У паперти Исакиевской церкви остановились они. Дверь в церковь была отворена; в тёмной глубине её мелькала от лампады светлая, огненная точка. Молодая женщина взяла малютку с рук пестуна его, велела ему молиться и сама положила три глубоких земных поклона. Когда она встала, в глазах её блистали слёзы. Потом вынула из сумочки, на поясе висевшей, свёрнутую, крошечную бумажку и три гроша и, отдавая их слуге, сказала:

– Поскорей! Нам надо поспешать к обедне.

Слуга вошёл в церковь, где причет готовился к священнослужению, отозвал к себе дьячка, вручил ему бумажку и два гроша, на третий взял восковую свечу, поставил её пред образом Спасителя и, положив пред ним три земных поклона, возвратился к молодой женщине. Дьячок передал бумажку священнику, а тот, развернув её при свете лампады, прочёл вслух:

– За упокой души рабы Божьей Марии, – и прибавил лаконическое: – Будет исполнено!

Молодая женщина сама уж взяла на руки дитя, несмотря на заботливые предложения слуги понести это бремя. Потом вся эта занимательная группа побрела далее, чрез дворцовую площадь, в каком-то сумрачном благоговении, молча, с поникшими в землю взорами, как будто шла на поклонение святым местам.
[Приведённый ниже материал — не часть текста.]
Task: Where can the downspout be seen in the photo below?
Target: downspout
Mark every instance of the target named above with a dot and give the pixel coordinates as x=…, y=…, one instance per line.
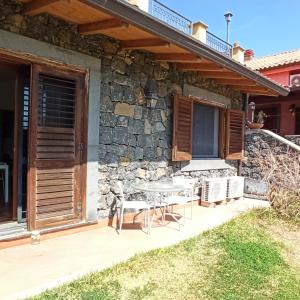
x=245, y=99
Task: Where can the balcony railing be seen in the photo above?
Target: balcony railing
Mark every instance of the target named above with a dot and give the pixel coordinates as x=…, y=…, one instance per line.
x=218, y=44
x=174, y=19
x=170, y=16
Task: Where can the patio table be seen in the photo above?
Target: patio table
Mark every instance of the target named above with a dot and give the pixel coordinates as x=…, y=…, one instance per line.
x=159, y=187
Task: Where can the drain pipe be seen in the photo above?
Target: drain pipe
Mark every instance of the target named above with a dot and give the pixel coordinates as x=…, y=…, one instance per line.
x=245, y=99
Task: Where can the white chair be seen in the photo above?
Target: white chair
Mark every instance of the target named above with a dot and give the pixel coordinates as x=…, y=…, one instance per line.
x=134, y=204
x=188, y=194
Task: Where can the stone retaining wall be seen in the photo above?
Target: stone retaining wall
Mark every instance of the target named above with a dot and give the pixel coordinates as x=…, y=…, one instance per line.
x=257, y=141
x=135, y=133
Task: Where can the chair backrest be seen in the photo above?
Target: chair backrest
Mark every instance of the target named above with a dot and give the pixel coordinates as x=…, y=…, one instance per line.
x=121, y=190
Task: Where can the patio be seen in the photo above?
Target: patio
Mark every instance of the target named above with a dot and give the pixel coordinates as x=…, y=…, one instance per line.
x=31, y=269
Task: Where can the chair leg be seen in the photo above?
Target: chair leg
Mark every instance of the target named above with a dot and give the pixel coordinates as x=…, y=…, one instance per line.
x=148, y=220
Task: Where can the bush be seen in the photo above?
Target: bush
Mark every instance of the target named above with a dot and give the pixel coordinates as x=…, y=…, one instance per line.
x=281, y=170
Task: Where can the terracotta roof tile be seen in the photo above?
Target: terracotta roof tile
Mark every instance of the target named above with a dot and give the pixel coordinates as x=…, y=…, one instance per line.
x=275, y=60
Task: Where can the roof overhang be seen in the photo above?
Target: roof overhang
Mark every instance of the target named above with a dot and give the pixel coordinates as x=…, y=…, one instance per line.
x=136, y=29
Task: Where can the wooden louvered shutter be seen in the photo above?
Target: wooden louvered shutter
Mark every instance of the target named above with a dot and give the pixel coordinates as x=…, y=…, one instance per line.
x=55, y=148
x=182, y=129
x=235, y=124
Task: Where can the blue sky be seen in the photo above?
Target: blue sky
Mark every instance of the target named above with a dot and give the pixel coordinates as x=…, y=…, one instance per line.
x=266, y=26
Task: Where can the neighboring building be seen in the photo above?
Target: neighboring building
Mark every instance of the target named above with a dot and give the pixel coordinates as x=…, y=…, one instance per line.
x=283, y=112
x=93, y=91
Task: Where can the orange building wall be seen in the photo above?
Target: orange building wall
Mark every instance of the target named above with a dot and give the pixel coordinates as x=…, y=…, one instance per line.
x=282, y=76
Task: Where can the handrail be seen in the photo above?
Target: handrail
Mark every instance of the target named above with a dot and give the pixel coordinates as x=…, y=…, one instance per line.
x=281, y=139
x=170, y=16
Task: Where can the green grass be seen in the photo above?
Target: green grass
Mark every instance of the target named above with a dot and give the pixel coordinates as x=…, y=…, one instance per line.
x=239, y=260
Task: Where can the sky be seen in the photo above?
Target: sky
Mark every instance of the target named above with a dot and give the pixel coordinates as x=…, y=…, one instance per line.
x=265, y=26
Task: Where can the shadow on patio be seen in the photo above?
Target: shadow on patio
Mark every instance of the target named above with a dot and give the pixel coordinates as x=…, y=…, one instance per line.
x=30, y=269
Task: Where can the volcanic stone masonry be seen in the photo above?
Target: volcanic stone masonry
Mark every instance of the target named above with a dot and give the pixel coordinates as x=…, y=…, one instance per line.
x=135, y=132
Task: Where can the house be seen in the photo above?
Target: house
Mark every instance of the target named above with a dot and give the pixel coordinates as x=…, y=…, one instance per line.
x=95, y=91
x=283, y=111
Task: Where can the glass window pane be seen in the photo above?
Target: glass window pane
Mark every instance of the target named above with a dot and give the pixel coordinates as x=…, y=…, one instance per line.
x=205, y=131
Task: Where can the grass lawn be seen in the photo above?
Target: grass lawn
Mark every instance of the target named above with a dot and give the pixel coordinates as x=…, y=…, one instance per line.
x=247, y=258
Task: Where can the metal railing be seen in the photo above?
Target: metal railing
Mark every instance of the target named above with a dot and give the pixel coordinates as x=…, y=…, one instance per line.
x=176, y=20
x=169, y=16
x=218, y=44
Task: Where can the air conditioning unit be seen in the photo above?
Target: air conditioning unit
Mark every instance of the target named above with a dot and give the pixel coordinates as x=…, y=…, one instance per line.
x=214, y=190
x=295, y=80
x=235, y=187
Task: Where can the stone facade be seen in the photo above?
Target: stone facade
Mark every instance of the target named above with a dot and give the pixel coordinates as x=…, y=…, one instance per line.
x=135, y=132
x=257, y=141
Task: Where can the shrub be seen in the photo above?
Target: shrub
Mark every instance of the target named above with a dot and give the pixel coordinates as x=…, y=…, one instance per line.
x=281, y=170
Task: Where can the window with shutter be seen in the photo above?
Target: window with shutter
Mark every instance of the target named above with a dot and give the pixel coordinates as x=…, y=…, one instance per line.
x=182, y=129
x=55, y=157
x=206, y=130
x=235, y=121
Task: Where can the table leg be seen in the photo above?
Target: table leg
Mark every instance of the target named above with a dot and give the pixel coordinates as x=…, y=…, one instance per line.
x=6, y=185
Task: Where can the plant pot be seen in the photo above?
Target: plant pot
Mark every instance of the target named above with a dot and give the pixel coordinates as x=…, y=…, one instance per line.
x=255, y=125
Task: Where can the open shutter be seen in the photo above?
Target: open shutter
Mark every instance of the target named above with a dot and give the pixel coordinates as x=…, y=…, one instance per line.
x=182, y=129
x=55, y=148
x=235, y=124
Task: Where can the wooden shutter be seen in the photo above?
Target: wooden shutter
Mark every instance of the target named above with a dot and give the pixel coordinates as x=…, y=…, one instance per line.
x=182, y=129
x=235, y=124
x=55, y=182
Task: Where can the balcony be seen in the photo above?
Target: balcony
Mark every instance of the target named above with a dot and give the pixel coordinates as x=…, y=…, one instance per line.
x=174, y=19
Сам малютка, смотря на пасмурное лицо молодой женщины, долго не смел нарушить это благочестивое шествие. Но против дворца необычайность поразившего его зрелища заставила его вскрикнуть:

– Мамаша, мамаша! Посмотри, что это такое?

Мать оглянулась, куда указывало дитя, и увидела в двух шагах от себя что-то безобразное, изуродованное, в лохмотьях, похожее на цыганку. Эти развалины живого человека лежали в двухколёсной тележке, которую вёз старик цыган. Грозно приподняв на него палку, полицейский служитель кричал, чтоб они съезжали с дворцовой площади и никогда на ней не показывались, что им уже давно велено из Петербурга вон. По-видимому, цыганка была лишена употребления ног. В диких глазах её выражалось совершенное расстройство ума. Она делала разные движения рукой, указывая на дворец, и бормотала какие-то приветствия какой-то княжне, называя её самыми нежными именами. Когда цыган хотел везти её далее, безумная приходила в бешенство, и тот принуждён был уступать, уверяя полицейского солдата, что они сейчас съедут, лишь бы ему немного вздохнуть.